Building on her love of clothes and design, Cecily began to sell for Irene Gilbert as well as model, and then moved to London, where she worked for Donald Davies, another Irish designer, running first the shop on Elizabeth Street, then, after six years, all eight of the English shops and one in Paris. Those were heady times, with the designs featured in Vogue, "and Jean Shrimpton in the shop on Saturday mornings with David Bailey," as Cecily later recalled. "I was demented in those days, quite wild. I wore white Biba boots, the shortest skirt and my eyebrows still haven't recovered from all the plucking."

"Private Lives was all about Cecily and her extraordinary gift to give people confidence," says Hilary Weston. "She used to say, 'don't worry about what other people think of you, they seldom do!' She would wardrobe all the leading people in Ireland for every season of the year.

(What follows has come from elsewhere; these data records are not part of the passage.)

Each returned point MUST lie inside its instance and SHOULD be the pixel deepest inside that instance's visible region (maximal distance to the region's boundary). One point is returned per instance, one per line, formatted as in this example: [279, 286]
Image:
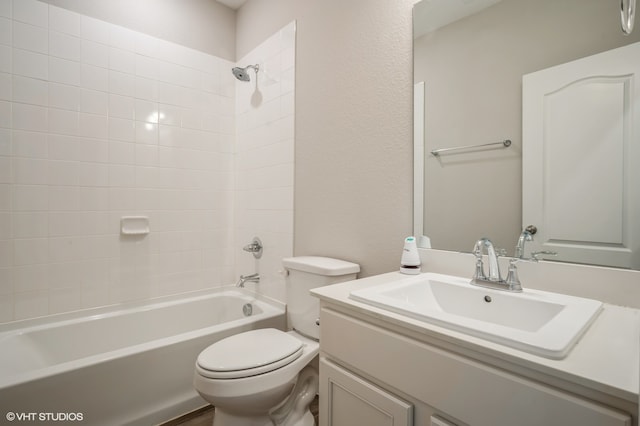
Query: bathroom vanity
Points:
[378, 367]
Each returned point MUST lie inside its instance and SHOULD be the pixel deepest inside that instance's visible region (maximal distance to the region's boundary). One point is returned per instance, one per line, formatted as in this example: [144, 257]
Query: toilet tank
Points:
[304, 274]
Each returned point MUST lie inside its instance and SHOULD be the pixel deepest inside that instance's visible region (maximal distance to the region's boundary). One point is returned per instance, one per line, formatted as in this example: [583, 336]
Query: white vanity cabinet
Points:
[350, 400]
[373, 373]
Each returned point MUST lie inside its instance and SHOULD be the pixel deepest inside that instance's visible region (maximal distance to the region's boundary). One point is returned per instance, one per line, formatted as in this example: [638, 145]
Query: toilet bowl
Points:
[248, 390]
[265, 377]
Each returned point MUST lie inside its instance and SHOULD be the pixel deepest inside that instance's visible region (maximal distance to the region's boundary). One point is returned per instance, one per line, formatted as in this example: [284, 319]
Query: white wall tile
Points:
[29, 198]
[63, 121]
[64, 198]
[32, 12]
[6, 31]
[65, 21]
[29, 144]
[30, 304]
[122, 38]
[122, 60]
[64, 71]
[29, 171]
[63, 172]
[92, 53]
[121, 106]
[121, 152]
[93, 150]
[103, 122]
[6, 59]
[6, 225]
[122, 175]
[64, 96]
[5, 8]
[94, 102]
[30, 225]
[64, 46]
[5, 197]
[5, 86]
[30, 64]
[63, 147]
[64, 300]
[96, 78]
[91, 174]
[121, 83]
[93, 126]
[6, 114]
[30, 91]
[30, 278]
[30, 251]
[122, 129]
[30, 37]
[95, 30]
[5, 142]
[147, 133]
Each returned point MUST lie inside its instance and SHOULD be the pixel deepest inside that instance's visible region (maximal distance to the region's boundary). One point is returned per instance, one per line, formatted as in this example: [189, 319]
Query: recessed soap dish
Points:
[134, 225]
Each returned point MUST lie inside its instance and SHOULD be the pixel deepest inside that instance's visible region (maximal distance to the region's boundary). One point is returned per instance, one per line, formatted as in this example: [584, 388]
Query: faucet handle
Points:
[512, 277]
[536, 255]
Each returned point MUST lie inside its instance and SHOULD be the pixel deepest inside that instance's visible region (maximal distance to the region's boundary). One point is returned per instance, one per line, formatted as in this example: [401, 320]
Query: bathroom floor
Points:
[204, 416]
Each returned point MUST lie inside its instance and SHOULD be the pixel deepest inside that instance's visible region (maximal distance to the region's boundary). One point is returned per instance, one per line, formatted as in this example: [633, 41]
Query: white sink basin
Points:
[538, 322]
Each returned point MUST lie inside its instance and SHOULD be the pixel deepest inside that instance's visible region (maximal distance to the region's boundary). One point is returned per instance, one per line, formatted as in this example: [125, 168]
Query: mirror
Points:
[471, 56]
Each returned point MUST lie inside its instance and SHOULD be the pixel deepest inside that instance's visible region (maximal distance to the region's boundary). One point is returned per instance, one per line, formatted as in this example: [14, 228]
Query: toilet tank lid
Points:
[321, 265]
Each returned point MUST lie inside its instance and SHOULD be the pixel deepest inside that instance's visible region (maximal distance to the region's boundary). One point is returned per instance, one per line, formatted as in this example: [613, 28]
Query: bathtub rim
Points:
[270, 307]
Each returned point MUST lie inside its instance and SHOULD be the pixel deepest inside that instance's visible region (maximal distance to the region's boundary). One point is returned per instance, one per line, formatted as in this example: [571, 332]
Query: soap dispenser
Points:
[410, 261]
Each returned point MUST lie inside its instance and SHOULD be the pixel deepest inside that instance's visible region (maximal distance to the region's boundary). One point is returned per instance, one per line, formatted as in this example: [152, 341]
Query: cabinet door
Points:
[347, 400]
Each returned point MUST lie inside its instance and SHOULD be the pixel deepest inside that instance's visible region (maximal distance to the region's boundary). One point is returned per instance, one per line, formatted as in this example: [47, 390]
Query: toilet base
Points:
[293, 411]
[225, 419]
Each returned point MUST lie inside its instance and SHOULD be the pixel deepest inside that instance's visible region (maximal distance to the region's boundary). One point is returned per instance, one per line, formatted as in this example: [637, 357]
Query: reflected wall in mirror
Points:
[471, 61]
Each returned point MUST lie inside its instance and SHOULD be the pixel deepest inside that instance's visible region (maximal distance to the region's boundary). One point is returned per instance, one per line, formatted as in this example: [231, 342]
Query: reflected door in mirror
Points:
[581, 130]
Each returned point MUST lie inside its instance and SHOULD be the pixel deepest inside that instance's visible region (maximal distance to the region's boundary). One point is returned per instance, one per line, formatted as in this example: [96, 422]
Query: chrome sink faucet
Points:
[493, 280]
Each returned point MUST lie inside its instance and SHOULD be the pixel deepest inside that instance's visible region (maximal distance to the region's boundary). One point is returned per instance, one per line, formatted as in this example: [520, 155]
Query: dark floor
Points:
[204, 416]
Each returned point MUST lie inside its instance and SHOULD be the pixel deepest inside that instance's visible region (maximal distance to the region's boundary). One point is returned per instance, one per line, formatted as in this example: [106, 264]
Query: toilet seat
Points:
[248, 354]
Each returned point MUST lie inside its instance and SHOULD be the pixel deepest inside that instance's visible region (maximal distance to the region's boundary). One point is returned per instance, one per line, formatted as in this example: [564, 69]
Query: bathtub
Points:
[132, 364]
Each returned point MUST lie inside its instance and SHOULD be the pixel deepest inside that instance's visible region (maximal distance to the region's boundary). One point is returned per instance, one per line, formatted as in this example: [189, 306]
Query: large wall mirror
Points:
[470, 57]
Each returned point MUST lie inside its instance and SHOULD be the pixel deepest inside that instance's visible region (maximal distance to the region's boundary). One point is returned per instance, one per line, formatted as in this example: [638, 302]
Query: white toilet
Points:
[264, 377]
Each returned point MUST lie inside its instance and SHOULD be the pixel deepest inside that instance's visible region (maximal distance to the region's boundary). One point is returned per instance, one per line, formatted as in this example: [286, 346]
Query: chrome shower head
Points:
[241, 73]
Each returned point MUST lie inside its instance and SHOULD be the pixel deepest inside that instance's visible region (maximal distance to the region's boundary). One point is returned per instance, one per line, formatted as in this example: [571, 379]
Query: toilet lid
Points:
[248, 354]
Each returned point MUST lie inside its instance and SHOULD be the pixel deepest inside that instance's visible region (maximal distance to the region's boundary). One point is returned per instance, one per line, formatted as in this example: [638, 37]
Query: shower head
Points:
[241, 73]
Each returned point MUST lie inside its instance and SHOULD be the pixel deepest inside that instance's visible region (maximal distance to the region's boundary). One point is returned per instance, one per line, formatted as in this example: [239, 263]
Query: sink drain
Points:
[247, 309]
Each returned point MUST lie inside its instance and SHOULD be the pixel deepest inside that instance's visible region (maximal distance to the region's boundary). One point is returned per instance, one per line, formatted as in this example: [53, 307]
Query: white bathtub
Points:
[127, 365]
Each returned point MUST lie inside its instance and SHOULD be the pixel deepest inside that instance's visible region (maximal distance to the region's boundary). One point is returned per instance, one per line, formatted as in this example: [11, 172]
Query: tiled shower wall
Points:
[98, 122]
[265, 160]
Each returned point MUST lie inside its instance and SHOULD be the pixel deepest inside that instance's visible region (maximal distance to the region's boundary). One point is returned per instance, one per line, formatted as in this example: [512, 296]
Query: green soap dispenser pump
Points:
[410, 261]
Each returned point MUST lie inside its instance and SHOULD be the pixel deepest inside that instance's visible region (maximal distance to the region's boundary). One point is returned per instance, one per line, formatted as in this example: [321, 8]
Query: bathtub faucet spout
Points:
[253, 278]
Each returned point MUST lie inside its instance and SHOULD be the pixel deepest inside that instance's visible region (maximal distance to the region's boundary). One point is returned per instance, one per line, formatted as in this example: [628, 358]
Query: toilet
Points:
[266, 377]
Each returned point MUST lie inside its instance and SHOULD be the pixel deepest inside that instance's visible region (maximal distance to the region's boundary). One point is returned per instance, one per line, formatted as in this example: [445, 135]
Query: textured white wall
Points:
[353, 152]
[205, 25]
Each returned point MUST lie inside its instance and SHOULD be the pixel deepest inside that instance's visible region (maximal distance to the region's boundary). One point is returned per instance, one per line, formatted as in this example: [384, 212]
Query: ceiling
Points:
[233, 4]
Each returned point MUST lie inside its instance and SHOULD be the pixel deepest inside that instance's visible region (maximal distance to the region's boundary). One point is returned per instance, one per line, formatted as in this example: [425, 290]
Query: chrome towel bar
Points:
[436, 152]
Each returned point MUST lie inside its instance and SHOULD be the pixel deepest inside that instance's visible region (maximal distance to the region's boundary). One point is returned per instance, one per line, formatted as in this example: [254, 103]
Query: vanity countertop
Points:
[606, 359]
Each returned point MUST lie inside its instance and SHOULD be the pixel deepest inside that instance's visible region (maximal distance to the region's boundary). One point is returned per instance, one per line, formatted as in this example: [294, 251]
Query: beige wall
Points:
[204, 25]
[472, 71]
[353, 159]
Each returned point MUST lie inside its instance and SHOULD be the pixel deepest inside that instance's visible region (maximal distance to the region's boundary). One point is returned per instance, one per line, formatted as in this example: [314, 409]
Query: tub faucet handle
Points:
[254, 247]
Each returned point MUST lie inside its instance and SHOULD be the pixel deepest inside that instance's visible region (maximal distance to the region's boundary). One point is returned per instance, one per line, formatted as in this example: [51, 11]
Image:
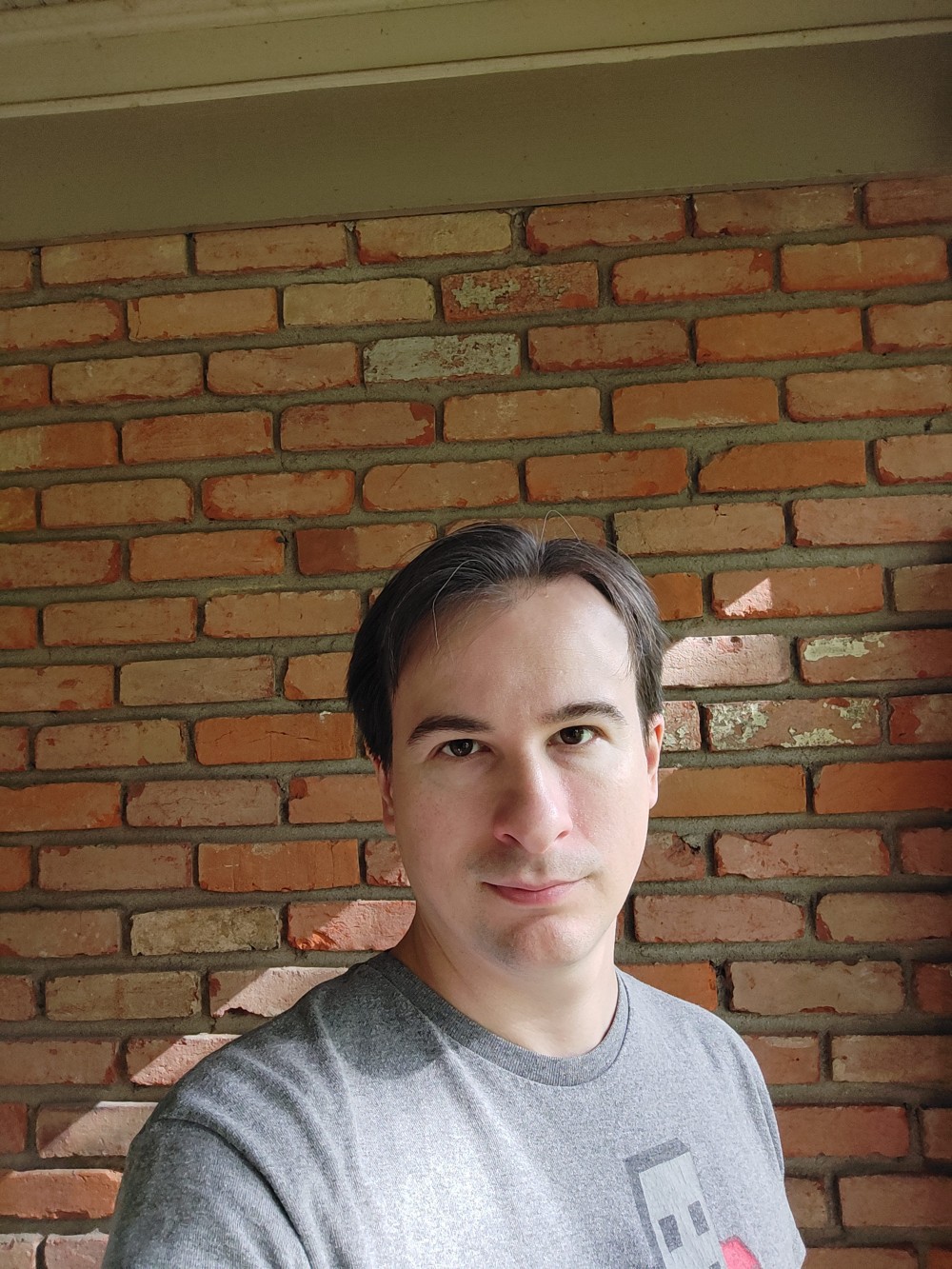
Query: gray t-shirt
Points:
[372, 1126]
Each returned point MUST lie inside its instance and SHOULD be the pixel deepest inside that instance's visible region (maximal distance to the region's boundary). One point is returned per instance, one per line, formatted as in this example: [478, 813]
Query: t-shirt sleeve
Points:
[189, 1200]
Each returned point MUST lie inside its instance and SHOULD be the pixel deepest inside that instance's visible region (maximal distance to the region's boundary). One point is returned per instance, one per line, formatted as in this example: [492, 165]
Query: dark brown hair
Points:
[484, 563]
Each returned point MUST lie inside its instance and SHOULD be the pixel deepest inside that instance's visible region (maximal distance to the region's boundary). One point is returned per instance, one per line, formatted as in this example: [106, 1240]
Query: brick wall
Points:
[216, 446]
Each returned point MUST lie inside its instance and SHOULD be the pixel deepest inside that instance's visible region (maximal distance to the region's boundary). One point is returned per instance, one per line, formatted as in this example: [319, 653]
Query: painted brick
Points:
[114, 260]
[334, 800]
[60, 446]
[870, 393]
[307, 368]
[88, 321]
[687, 792]
[883, 918]
[357, 426]
[908, 327]
[716, 918]
[197, 681]
[205, 929]
[120, 621]
[59, 564]
[613, 222]
[360, 547]
[198, 313]
[442, 357]
[798, 591]
[358, 925]
[286, 247]
[82, 998]
[183, 437]
[110, 868]
[415, 486]
[866, 658]
[49, 807]
[864, 787]
[129, 378]
[522, 415]
[286, 738]
[914, 458]
[696, 404]
[407, 237]
[221, 553]
[204, 803]
[29, 688]
[726, 662]
[48, 933]
[803, 853]
[358, 304]
[277, 865]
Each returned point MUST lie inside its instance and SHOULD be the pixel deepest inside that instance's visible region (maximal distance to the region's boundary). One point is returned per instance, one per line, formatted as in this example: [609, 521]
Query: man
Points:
[491, 1093]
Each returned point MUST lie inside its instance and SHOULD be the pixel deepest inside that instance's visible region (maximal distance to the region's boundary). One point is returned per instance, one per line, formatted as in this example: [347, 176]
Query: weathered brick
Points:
[129, 378]
[798, 591]
[114, 260]
[277, 865]
[204, 803]
[221, 553]
[407, 237]
[183, 437]
[286, 247]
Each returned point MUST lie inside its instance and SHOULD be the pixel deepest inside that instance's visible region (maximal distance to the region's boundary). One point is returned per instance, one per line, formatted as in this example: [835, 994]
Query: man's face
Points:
[521, 781]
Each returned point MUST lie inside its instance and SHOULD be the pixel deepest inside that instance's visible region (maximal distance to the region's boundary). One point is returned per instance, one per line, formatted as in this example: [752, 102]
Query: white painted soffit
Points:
[89, 54]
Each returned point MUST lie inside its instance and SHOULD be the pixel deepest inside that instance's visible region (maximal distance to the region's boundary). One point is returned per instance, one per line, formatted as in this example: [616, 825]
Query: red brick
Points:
[277, 865]
[357, 426]
[692, 791]
[49, 807]
[863, 787]
[867, 658]
[221, 553]
[914, 458]
[334, 800]
[205, 929]
[29, 688]
[817, 987]
[105, 1128]
[726, 662]
[803, 853]
[407, 237]
[286, 247]
[124, 867]
[183, 437]
[908, 327]
[114, 260]
[908, 202]
[905, 389]
[89, 997]
[197, 681]
[883, 918]
[110, 744]
[286, 738]
[201, 313]
[798, 591]
[430, 358]
[691, 980]
[59, 1061]
[716, 918]
[204, 803]
[263, 496]
[282, 614]
[129, 378]
[304, 368]
[46, 933]
[60, 446]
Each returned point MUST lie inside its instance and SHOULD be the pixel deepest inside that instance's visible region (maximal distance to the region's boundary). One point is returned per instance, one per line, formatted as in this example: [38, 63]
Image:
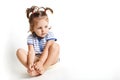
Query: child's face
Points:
[41, 28]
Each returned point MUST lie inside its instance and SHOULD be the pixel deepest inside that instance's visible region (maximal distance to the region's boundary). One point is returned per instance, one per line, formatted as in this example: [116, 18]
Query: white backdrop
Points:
[88, 32]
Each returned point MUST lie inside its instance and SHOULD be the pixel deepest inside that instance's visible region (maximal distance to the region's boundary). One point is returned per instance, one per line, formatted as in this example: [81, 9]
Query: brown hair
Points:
[36, 13]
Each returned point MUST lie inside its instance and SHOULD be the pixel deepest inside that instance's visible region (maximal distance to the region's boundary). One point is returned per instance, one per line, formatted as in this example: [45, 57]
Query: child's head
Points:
[38, 20]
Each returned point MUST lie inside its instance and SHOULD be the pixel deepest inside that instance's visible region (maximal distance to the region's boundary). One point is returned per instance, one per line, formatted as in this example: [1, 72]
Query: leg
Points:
[53, 56]
[22, 56]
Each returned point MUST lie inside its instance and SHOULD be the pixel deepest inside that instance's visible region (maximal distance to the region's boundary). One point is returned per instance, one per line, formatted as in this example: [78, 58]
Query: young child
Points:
[42, 49]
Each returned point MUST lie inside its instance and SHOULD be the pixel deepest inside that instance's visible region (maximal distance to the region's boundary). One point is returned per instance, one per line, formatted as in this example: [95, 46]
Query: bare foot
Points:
[33, 73]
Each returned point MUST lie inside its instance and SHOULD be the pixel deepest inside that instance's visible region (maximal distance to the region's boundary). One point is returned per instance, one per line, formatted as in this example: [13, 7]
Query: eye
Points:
[39, 28]
[46, 26]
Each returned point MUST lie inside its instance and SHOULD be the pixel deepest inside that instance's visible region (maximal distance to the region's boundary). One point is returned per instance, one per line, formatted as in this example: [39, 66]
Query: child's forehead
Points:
[38, 19]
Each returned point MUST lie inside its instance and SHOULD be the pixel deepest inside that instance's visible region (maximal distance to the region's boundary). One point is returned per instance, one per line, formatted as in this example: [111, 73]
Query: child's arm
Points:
[44, 55]
[31, 55]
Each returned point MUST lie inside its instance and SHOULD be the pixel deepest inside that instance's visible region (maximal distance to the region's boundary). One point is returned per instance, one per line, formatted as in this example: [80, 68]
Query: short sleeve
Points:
[30, 39]
[51, 36]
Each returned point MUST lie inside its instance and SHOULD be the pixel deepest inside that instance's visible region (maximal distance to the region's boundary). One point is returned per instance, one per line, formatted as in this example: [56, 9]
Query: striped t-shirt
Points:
[39, 43]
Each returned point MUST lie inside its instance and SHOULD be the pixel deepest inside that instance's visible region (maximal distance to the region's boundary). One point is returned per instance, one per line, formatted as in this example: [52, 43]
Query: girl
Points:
[42, 49]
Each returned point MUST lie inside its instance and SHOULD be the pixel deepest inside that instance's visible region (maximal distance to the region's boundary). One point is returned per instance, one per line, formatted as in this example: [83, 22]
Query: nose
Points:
[43, 29]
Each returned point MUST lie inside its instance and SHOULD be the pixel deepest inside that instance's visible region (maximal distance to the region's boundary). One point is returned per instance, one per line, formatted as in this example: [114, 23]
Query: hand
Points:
[38, 66]
[30, 67]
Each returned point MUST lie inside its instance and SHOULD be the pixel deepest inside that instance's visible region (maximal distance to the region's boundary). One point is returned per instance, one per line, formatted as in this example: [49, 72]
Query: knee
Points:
[55, 46]
[19, 52]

Dress them from head to toe, from the underwear out, from shoes to hat, and all the accessories. Cecily looked after them, and their families. She was involved in weddings, funerals, all the details of people's lives. She also watched over the generations, dressing first a mother, then her daughter."

Cecily herself was part of this glamorous, busy world, whether holding court in Brown's restaurant in BT's, taking holidays with the Westons or entertaining and being entertained at home. "Our babysitters always brought an overnight bag," Sarah tells me. "Even when mum told them she and dad would be home by 1 or 2am, because they never came home 'til seven or eight in the morning! They'd be out in Leeson Street, any divilment they could get up to, they did."

But it was a candle that was burned enthusiastically at both ends. Sarah also says that the earliest photos of herself as a baby were taken in Brown Thomas; "mum went back to work a few weeks after I was born. She wanted to, and no one ever stopped her doing what she wanted to do. But even though she always worked, and was away a lot, at shows and buying trips, we did loads of things together as a family. We were always having adventures." Despite – or perhaps because – she did not always get on with her own mother, Cecily put much of her energy and creativity into her own daughters, guiding but never smothering.